In a similar way, in a natural national environment, Israel has absorbed Jewish refugees from Arab countries to a total not less than the number of Arab refugees who left our territory, and, from the legal point of view, it has thus perhaps already fulfilled its obligation.

This programme for peace is no fantasy. I do not imagine that the co-operation which exists today in Western Europe, for example, seemed less fantastic as little as twenty years ago. We are approaching the end of a score of years since the War of Independence. It can be done here too.

I have not touched on all the questions involved in a peace settlement. I have not enumerated all the boons such a settlement would imply, or, indeed, all the problems that are liable to arise.
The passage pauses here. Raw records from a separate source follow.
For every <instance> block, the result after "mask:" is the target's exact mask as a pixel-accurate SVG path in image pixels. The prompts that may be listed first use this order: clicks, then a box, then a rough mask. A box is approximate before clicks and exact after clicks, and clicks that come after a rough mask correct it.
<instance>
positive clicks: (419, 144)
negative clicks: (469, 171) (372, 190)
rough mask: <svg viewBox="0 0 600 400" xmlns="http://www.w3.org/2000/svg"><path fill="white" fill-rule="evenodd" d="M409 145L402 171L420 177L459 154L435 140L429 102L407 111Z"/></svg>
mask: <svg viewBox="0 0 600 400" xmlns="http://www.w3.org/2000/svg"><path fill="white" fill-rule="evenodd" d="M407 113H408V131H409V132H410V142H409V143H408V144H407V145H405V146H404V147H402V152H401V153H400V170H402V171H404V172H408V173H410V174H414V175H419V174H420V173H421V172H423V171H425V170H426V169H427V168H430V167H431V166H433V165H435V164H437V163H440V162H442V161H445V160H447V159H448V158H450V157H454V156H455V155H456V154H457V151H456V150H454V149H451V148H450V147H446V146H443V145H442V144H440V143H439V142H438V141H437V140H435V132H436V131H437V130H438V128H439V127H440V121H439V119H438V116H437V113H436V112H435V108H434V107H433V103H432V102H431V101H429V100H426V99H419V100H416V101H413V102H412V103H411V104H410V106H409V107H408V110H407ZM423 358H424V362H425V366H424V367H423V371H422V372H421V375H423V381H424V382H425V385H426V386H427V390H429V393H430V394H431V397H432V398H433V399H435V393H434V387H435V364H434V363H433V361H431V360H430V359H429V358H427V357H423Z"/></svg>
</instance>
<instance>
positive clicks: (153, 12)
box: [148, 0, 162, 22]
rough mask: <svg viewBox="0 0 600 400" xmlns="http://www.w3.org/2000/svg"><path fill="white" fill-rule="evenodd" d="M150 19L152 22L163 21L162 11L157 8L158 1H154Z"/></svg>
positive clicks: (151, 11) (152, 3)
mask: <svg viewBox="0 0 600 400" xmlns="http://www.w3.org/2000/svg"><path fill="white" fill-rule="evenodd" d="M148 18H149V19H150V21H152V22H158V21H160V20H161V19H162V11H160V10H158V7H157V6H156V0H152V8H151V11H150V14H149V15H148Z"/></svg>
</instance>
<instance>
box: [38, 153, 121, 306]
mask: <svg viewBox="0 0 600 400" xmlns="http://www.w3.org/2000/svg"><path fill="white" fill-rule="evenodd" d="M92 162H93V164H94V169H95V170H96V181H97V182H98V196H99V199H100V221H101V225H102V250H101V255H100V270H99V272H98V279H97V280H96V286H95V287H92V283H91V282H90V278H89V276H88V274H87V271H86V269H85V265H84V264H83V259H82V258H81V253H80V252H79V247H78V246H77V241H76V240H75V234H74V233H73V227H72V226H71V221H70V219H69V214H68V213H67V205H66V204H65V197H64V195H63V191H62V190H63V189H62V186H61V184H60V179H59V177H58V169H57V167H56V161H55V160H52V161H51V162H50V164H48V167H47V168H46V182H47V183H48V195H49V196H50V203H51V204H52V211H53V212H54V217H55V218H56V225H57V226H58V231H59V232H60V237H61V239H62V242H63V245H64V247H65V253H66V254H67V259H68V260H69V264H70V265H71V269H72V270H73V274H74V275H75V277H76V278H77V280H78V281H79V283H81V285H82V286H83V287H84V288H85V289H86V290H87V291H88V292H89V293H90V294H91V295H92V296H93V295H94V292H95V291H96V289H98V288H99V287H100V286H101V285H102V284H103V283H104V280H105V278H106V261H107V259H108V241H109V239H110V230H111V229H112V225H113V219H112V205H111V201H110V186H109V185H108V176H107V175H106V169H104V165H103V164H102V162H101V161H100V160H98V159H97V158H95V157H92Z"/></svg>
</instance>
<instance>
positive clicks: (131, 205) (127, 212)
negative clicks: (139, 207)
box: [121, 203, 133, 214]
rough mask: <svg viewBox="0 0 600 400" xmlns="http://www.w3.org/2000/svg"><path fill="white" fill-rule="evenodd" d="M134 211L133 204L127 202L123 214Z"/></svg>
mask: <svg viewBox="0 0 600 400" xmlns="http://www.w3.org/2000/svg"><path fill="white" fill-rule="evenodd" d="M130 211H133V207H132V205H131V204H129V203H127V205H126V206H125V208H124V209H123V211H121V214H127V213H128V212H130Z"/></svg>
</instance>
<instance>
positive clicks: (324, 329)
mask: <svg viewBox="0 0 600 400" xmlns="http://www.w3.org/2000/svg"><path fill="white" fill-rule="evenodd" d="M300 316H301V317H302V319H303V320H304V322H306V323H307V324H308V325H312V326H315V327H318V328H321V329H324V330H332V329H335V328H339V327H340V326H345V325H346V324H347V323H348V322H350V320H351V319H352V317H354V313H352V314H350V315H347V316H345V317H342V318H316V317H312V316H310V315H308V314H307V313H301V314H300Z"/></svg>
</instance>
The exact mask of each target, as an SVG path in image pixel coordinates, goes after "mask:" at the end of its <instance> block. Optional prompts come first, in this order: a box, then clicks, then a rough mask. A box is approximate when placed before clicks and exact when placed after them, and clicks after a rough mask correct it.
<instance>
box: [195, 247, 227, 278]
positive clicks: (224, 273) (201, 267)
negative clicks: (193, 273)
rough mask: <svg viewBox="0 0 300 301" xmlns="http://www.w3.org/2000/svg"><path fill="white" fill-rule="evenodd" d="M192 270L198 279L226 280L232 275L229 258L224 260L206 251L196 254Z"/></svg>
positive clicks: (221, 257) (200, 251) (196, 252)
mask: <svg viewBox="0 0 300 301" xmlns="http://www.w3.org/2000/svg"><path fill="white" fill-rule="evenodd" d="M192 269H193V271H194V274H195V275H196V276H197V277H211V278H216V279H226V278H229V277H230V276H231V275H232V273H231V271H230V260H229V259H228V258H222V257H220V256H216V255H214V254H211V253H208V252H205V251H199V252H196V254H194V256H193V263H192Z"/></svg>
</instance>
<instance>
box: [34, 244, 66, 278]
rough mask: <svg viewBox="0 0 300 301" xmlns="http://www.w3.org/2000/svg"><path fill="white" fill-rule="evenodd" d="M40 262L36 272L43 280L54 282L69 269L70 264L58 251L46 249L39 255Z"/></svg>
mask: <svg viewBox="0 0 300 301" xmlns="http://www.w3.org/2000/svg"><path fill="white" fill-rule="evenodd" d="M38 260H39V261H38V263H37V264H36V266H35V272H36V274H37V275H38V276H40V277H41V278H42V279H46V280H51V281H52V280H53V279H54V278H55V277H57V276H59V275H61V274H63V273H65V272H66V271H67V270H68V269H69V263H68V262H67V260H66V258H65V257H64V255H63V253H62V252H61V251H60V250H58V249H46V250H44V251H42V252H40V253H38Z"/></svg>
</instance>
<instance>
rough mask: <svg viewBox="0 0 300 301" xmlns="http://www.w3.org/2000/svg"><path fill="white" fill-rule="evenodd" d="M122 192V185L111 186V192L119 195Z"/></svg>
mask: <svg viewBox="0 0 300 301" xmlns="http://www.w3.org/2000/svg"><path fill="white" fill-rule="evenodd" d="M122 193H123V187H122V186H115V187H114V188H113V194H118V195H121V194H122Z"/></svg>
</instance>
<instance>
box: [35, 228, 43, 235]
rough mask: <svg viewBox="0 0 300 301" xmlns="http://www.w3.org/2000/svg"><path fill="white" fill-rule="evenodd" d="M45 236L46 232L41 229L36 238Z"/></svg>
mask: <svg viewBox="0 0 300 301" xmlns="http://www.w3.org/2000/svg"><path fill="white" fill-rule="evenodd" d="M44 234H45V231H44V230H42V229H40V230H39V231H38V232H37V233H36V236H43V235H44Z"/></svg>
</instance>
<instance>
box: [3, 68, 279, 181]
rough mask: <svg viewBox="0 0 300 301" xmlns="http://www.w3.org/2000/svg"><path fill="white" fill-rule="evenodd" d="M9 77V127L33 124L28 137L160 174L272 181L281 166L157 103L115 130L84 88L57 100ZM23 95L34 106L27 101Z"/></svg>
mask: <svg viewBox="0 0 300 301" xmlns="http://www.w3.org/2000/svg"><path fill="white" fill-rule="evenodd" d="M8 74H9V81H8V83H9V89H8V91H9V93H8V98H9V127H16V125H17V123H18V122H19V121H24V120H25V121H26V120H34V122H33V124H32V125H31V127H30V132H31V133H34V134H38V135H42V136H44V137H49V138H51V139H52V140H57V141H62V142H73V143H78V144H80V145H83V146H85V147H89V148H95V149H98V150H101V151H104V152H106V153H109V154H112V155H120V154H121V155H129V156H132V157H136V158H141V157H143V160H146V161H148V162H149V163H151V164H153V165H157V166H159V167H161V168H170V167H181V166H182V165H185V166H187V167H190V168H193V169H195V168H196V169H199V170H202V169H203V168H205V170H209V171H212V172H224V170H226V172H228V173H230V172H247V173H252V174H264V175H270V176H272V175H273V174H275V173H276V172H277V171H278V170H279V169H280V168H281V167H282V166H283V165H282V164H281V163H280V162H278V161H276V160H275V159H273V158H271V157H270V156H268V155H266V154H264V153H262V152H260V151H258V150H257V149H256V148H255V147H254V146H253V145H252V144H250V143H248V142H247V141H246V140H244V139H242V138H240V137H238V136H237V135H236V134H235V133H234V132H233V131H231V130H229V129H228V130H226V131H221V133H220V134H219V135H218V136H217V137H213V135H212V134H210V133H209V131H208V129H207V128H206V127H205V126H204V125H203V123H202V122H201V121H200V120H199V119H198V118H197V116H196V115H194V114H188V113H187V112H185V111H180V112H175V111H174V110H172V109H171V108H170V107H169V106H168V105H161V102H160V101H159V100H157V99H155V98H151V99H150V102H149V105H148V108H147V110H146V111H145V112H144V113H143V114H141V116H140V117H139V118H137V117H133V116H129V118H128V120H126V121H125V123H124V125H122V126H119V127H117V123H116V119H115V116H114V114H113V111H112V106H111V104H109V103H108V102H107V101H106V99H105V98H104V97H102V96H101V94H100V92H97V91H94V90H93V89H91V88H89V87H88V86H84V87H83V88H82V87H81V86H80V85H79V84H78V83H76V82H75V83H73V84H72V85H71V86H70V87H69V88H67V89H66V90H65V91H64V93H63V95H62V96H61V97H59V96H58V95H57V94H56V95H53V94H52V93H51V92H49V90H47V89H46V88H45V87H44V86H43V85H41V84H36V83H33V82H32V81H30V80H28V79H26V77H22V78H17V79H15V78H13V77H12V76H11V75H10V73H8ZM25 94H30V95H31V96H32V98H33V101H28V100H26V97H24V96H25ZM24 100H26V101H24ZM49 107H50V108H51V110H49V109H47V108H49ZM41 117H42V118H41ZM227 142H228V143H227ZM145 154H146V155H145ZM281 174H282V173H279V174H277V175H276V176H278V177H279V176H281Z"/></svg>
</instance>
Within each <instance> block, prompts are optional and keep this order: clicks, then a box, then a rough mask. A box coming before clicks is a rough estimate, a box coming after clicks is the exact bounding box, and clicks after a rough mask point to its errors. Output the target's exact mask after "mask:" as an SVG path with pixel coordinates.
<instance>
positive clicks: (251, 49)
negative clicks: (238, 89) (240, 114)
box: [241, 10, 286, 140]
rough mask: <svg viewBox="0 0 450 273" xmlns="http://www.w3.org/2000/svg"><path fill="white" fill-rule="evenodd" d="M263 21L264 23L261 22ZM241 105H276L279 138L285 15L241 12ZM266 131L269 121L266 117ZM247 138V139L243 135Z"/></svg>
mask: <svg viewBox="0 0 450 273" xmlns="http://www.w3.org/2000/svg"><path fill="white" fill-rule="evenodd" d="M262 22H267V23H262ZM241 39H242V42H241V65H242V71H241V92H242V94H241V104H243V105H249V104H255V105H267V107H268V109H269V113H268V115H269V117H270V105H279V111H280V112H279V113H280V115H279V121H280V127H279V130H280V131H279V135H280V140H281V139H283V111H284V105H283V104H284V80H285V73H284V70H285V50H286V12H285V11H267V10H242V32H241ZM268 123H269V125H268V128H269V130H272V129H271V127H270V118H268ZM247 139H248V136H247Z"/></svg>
Our World knows many forms of productive co-operation between independent and distinctive States, in mutual respect for each other's sovereignty and integrity. It is the debate that has come out into the open on the other side, the recognition that a readiness to think about co-existence, about life side by side, is beginning to take shape there, that led me to outline a few basic principles and to voice the hope that my words will find an echo sooner or later - I hope, not too late.

The beginning of wisdom is the courage to free oneself from the self-hypnosis of hate propaganda, to sit down at the conference table without prior conditions and, in full mutual respect, to start spinning the thread from the point where the armistice agreements left off - and the benefits will follow.